Dodd-Frank does say that the OCC will have to make its preemption determinations on a case-by-case basis, and if you read the law the way Rosenblum does, that means national banks must comply with every law or rule in the states where they operate or risk being sued.
"This is a country that loves its litigation. It's not a question of waiting for a state to come knocking on the door" to say a rule is not preempted, he said. "There are plaintiffs' attorneys ready, willing and able to bring class actions.
"It's going to be open hunting season on the banking industry."
Even if a national bank persuades the OCC to preempt a state law, that state's attorney general can sue the OCC, and here is where Dodd-Frank made another important change.
The new law instructs judges not to give the OCC the same sort of deference it has received in past lawsuits.
No longer will the OCC be entitled to the generous "Chevron" standard, in which courts largely bow to what federal regulatory agencies decide.
Instead the judge will "assess the validity of such determinations, depending upon the thoroughness evident in the consideration of the agency, the validity of the reasoning of the agency, the consistency with other valid determinations made by the agency, and other factors which the court finds persuasive," according to the law.
The OCC, Dodd-Frank says, also will need "substantial evidence" that "supports the specific finding regarding the preemption."
So what states and what laws are most likely to test preemption?
Most experts expect moves by California, North Carolina, Georgia, New York, New Jersey, Massachusetts, Illinois, Michigan or Maryland.
And the areas most likely to attract challenges are mortgage servicing practices and loan modification efforts, fees and disclosures.
How active the states get will depend in part on how effective the new Consumer Financial Protection Bureau is. The agency, created in Dodd-Frank, has the power to enforce a slew of consumer finance laws. But until it is up and running and effective there remains a void for the states to fill.
Ted Lieu is a member of the California Assembly and chairs its Select Committee on Consumer Financial Protection. He is pleased by the changes Dodd-Frank made on preemption and fully expects Obama's comptroller "will be far less aggressive in using preemption to stop better state laws."
But he says the states, still grappling with the fallout from the mortgage crisis, "will continue to feel compelled to respond to better protect citizens."
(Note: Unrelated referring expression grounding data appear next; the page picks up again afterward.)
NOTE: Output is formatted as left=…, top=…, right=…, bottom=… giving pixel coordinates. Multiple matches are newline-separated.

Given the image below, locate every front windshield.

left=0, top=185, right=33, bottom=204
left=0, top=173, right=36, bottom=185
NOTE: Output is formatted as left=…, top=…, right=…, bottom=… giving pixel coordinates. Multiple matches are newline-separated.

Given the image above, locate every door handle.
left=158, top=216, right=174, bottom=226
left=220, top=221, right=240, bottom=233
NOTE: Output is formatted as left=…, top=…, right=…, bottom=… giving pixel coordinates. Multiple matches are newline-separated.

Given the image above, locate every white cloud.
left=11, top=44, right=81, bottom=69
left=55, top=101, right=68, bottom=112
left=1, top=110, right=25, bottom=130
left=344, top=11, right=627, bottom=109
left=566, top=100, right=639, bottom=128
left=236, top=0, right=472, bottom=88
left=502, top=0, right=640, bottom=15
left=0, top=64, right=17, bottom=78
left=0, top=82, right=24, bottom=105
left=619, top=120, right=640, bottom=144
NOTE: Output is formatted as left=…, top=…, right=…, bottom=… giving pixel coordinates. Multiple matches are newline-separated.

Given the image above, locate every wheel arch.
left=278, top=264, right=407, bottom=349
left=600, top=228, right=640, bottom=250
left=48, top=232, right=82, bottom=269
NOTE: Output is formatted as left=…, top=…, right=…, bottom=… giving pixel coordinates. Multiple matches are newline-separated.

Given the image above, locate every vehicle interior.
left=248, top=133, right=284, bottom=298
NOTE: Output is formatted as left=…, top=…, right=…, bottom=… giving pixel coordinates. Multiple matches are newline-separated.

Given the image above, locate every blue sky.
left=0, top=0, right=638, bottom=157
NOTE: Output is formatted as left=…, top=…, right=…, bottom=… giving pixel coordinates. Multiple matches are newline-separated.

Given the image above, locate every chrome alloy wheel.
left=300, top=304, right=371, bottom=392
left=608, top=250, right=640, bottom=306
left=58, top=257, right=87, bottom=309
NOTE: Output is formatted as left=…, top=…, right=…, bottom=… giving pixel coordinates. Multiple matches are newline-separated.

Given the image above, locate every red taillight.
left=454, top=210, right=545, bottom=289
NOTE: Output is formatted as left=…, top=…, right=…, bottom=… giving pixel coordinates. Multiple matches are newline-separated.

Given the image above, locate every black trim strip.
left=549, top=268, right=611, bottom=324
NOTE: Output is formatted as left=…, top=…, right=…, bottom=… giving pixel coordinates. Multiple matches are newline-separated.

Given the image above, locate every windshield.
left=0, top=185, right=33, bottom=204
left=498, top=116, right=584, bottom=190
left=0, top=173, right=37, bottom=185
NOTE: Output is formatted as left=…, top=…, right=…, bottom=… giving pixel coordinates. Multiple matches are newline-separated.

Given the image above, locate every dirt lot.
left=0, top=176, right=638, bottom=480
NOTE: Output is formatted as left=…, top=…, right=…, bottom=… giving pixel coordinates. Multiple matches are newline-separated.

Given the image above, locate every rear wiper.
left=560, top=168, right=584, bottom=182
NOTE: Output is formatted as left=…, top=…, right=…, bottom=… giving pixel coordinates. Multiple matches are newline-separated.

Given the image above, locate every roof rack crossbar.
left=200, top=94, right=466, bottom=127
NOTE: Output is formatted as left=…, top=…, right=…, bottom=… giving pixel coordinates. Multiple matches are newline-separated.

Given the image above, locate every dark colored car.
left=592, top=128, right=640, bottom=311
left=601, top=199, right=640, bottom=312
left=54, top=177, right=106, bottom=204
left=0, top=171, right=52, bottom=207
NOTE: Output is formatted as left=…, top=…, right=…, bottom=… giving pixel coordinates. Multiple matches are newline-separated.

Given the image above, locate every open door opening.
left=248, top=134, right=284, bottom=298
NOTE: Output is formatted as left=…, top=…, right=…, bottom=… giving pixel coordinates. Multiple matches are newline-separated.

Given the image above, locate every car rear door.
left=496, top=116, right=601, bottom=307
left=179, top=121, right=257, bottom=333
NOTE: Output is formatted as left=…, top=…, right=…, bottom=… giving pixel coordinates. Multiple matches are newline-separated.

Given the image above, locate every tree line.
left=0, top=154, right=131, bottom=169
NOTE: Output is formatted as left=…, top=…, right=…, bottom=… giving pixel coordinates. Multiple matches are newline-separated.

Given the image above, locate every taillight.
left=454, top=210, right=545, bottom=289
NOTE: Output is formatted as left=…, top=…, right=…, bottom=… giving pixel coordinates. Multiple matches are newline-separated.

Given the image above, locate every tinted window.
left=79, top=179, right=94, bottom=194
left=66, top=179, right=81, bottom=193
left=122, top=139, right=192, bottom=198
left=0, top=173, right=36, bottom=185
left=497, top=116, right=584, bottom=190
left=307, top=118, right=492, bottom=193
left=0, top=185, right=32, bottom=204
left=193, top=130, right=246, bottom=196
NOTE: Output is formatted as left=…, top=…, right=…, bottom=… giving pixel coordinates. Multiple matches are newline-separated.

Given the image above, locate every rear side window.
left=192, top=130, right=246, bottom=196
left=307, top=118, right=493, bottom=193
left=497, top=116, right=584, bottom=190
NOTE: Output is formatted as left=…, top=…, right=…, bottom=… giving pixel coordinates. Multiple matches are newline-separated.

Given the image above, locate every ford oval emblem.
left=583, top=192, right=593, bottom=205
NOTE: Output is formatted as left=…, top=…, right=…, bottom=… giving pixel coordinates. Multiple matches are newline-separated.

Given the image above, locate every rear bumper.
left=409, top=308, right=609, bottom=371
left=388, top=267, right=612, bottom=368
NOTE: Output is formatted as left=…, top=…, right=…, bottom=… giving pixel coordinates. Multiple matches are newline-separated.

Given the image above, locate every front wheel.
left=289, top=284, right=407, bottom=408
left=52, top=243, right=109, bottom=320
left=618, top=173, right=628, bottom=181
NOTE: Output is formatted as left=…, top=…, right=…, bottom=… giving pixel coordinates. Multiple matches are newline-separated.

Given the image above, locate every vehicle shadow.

Noting Nevada's move last year to require mandatory mediation before a foreclosure, Lieu said, "I authored a similar bill this year in California, but the banking industry defeated it." He vowed to try again.
The tide actually began to turn against preemption before financial reform was passed.
Last summer the Supreme Court handed the Comptroller's Office a rare loss when it decided New York Attorney General Andrew Cuomo could enforce a state fair-lending law against national banks.
Dodd-Frank takes that decision a step further and gives state AGs the power to enforce the federal consumer laws transferred to the CFPB and any rules issued by the bureau as well.
"That's a huge change," said John Ryan, an executive vice president at the Conference of State Bank Supervisors. "It's a very broad grant of authority."
National banks are facing a new reality: the idea that people need protection from powerful companies has trumped the long-held view that the nation benefits from an efficient banking system operating under a single set of standards.